Some of the book sellers, who spoke with the News Agency of Nigeria (NAN) in separate interviews, urged parents to buy more of educational story books for their  children to improve their reading and spoken ability.

Mrs Ebere Nonso, a book seller at Gwanrinpa, said that there had been a very low patronage of books, adding that such development was not good for the children.

“The level at which parents come to buy toys compared to books is so wide.
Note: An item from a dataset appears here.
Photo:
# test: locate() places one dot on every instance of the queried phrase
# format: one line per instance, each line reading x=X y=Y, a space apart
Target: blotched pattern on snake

I sell both toys and books but when parents come to buy things the children will be crying for toys.

“No child has ever come in and cries for a book only toys.

“I think parents need to encourage their children to read by buying books for them instead of toys,’’ She said.

Mr Chris Ericson, a book seller in Wuse Market, also lamented the low patronage of books, saying reading would expose children to new ideas and help their thinking ability.

According to him, children now don’t like reading; all they do is watch cartons, play with toys and nothing more.

“ I think schools should organise reading competition and award should be given and by so doing it will help our children to cultivate the culture of reading books.

Mrs Omari Ruth, a teacher, advised parents to always engage their children by ensuring that they read to their hearing as well as monitor what they read to ensure that they study educative material.

“ The different activities today that kids engage in are mostly not allowing them willingly to read all they want to do is watch TV programmes that are sometimes not educative.

“Some primary schools have gone above mere reading books; they are encouraging pupils to  use laptop as the world is now technologically incline and this is also exposing the children to learn more,’’ She said.

Mrs Teresa Amed, an Author, popularly call Aunty Talatu, said the reading culture among children was dying, saying “we all have to do something to correct that by encouraging our children to read”.

“ I think reading should be fun, parents need to see that they create environment conducive for the children to read and teachers need to ensure that they make reading interactive and exciting.

“ To encourage children to read, I organise a reading club where parents can bring their children between the age of three and 12 every Saturday.

“I also encourage parents to come and read to the kids and together we maintain a good reading culture.

“So I urge schools to organise competitive reading quiz because such exercise will attract the children`s interest in reading,” she said.

Mrs Joy Adeshina, a parent, said some parents do not buy story books because most of the books the children needed were been sold in the school.

“ As I am paying the school fee, I am paying for all that my child will need like books, uniform, bag and so on, so this does not give me the opportunity to go to bookshops. I buy books only when I come across them,” she said.